Security & trust boundary

This page is the operator-facing complement to SECURITY.md (which covers disclosure timeline + severity rubric).

What backprop-trace actually proves

When bp verify <subject> exits 0, you have a verifier-checked claim that:

The receipt’s schema is well-formed (Ajv against schemas/receipt.v0.X.0.json)
Every numerical claim in the receipt is internally consistent — the named factors recompute the claimed value within a verifier-owned hybrid tolerance (the receipt cannot widen this; see the ceiling model below)
For observer-mode receipts (imported from a foreign framework via bp import), the engine independently recomputes the step from the sidecar’s named factors and AGREES within differential tolerance (Rule 14) — and that agreement is complete, covering every engine-updated parameter, not just the fields the sidecar chose to present
For multi-step bundles, the parameter chain is intact (Rule 9) and the trace identity is consistent (Rule 10)
For helper-emitted sidecars, the helper’s helper block is structurally valid — name, version, source_hash, framework info, runtime info, extraction timestamp all present and well-typed

That’s all. It’s a strong claim about per-step structural consistency under deterministic CPU.

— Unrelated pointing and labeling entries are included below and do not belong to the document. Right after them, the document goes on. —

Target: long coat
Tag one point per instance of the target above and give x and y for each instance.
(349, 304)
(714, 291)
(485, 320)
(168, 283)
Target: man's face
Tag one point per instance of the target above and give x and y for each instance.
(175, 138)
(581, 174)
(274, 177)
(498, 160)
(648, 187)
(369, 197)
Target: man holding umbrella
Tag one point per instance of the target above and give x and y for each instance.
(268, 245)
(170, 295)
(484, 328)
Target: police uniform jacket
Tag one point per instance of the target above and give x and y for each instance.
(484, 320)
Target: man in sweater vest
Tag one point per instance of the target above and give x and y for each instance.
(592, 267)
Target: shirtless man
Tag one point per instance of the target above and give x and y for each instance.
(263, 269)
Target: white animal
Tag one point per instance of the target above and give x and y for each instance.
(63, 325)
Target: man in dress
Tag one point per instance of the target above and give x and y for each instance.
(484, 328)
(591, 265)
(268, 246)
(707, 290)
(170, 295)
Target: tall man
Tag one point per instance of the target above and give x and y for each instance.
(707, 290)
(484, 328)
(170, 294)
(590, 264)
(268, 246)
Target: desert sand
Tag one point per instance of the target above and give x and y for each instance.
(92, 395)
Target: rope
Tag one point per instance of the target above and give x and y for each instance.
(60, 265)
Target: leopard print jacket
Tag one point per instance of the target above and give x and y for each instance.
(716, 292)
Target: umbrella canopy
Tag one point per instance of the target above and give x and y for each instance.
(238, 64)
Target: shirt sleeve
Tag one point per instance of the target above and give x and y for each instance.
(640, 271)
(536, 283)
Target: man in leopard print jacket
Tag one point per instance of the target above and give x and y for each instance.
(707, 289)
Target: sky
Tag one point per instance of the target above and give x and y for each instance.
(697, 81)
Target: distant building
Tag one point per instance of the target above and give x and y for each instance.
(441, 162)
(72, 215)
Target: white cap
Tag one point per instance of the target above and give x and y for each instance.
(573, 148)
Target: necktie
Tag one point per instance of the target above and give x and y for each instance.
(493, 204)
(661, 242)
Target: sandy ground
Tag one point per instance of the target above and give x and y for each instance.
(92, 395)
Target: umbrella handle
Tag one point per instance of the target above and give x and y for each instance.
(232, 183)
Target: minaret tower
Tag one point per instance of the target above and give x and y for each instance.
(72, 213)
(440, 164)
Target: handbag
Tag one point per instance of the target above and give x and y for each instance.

The trust invariants (v0.12.0)

v0.12.0 codified 12 trust invariants — the properties a verifier must hold for its PASS verdict to mean anything. Each now has a non-vacuous test proving it (a test that would actually fail if the invariant broke, not a test that passes trivially). The load-bearing ones:

A receipt cannot widen its own pass band. Comparison tolerance is clamped to a verifier-owned ceiling before any rule runs. A receipt may request a tighter tolerance; it can never loosen past the floor.
An import cannot dodge re-derivation. Rule 14 fires on the presence of observer markers (source_framework / import_provenance), so stripping or relabeling authoring_state cannot turn off the only math gate on imported traces.
A self-declared skip is never a PASS. A multi-step trace that announces its own math gate was skipped is treated as NON-PASS on every path — the verifier does not take the producer’s word that a check can be safely skipped.
Agreement implies completeness. Rule 14 asserts the update set covers every engine-updated parameter and parameters_after == topology.parameter_order — a sidecar cannot pass by omitting the parameters it got wrong.
An unrecognized optimizer is rejected, not skipped. A name outside {sgd, sgd_momentum, adam, adamw} is a Rule 0 structural reject — the update-equation rules are never silently bypassed.
The verifier never throws on adversarial input. reconcileReceipt always returns a structured result; malformed input becomes a failure record, not an exception. Oversized input becomes a structured INPUT_TOO_LARGE error, not a raw stack trace.
Oversized inputs fail cleanly, not via OOM/hang. Verifier-owned caps (MAX_BATCH_SAMPLES, TOPOLOGY_SIZE_CEILING) reject before the engine spins up an unbounded recompute.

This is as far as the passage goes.